Read with BonusRead with Bonus

Bab 3

Sudut Pandang Summer

Api. Seluruh tubuhku terasa terbakar, dan aku tidak bisa menghentikannya. Di tengah kabut dari apa pun yang mereka masukkan ke minumanku, aku samar-samar menyadari sedang dibawa—lengan kuat menggendongku, irama langkah yang mantap.

"Begitu panas," aku merintih, menekan wajahku ke kain dingin dari jasnya. Kulitku terasa seperti ingin lepas dari tubuhku. Semuanya sakit. Semuanya terbakar. "Tolong... hentikan."

Lengan di sekelilingku mengencang, cengkeramannya menguat di tubuhku yang gemetar, tapi dia tidak mengucapkan sepatah kata pun. Bahkan dalam cengkraman obat itu, aku bisa merasakan ketegangan yang terbungkus dalam dirinya—dadanya keras di sisi tubuhku, napasnya stabil. Tanganku mencakar jaketnya dengan lemah, jari-jari meraba-raba mencari pegangan saat panas meresap ke bawah, mengumpul basah dan mendesak di antara pahaku.

Kami bergerak lagi—pintu terbuka, sepatu mengklik di lantai kayu—lalu dunia terhuyung saat dia menggeserku dalam pelukannya. Aku mendengar suara air mengalir, gemuruh yang jauh, dan kemudian—oh sial—air dingin menghantam kulitku yang terlalu panas. Aku terengah-engah, tubuhku tersentak hebat, payudara menegang melawan kain basah dari gaunku saat aku mencoba merangkak keluar dari kejutan itu. Tapi tangannya—besar, tak kenal kompromi—menahan aku, satu menggenggam pinggangku, yang lain mencengkeram bahuku, memaksaku kembali ke dalam bak.

"Diam!" Suaranya yang dalam tidak memberi ruang untuk bantahan.

Aku menggelengkan kepala dengan panik, tubuhku melawan panas obat dan dingin air. "Dingin... terlalu dingin..." Putingku mengeras dengan sakit di bawah kain basah, mencuat seolah meminta perhatian, dan aku tidak bisa membedakan apakah itu karena es atau cara jari-jarinya mencengkeramku yang membuatku menggeliat.

Aku mendengarnya berbicara ke apa yang mungkin adalah bluetooth earpiece, suaranya tajam dan memerintah. "James. Aku butuh es. Semua yang bisa kamu temukan. Bawa ke suite-ku. Sekarang."

Ada jeda saat dia mendengarkan jawabannya. "Segera, James."

Air terus naik, menggenangi pinggulku, gemetaranku tak terkendali.

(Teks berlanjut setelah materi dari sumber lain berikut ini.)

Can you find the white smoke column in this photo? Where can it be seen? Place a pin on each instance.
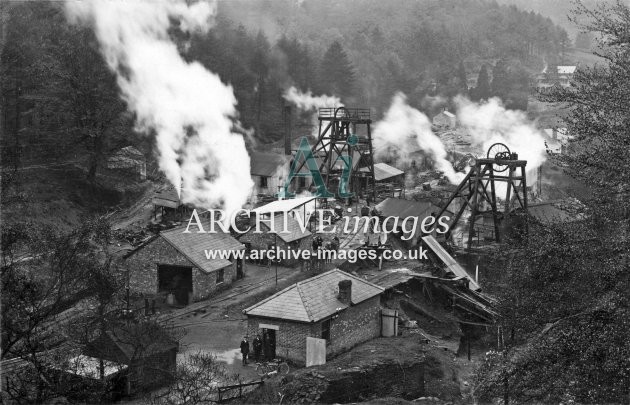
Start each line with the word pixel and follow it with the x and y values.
pixel 307 102
pixel 405 129
pixel 188 107
pixel 491 122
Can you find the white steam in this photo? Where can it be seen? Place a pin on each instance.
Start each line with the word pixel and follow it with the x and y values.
pixel 491 122
pixel 307 102
pixel 405 130
pixel 191 111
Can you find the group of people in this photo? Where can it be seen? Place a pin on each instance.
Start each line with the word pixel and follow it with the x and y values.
pixel 257 345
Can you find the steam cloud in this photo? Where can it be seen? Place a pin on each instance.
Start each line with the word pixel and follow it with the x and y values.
pixel 490 122
pixel 307 102
pixel 188 107
pixel 404 130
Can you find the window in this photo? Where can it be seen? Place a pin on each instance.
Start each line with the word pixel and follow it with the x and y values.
pixel 220 276
pixel 326 330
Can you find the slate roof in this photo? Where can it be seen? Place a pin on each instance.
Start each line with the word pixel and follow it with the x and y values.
pixel 193 244
pixel 265 163
pixel 566 70
pixel 293 226
pixel 283 205
pixel 314 299
pixel 384 171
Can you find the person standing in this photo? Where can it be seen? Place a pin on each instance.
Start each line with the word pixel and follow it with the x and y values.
pixel 257 347
pixel 244 349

Aku tahu ini harus menyelamatkanku—harus—tapi tubuhku tidak peduli tentang alasan. Ia menginginkan pelarian, menginginkan dia. Tangannya berpindah dari bahuku ke dahiku, memeriksa suhu tubuhku, dan sentuhan itu seperti kabel hidup—listrik, menyetrumku. Aku melengkung keras melawan dia, erangan penuh kebutuhan keluar saat dadaku menekan lengannya, basahku merembes melalui celana dalam dan bercampur dengan air.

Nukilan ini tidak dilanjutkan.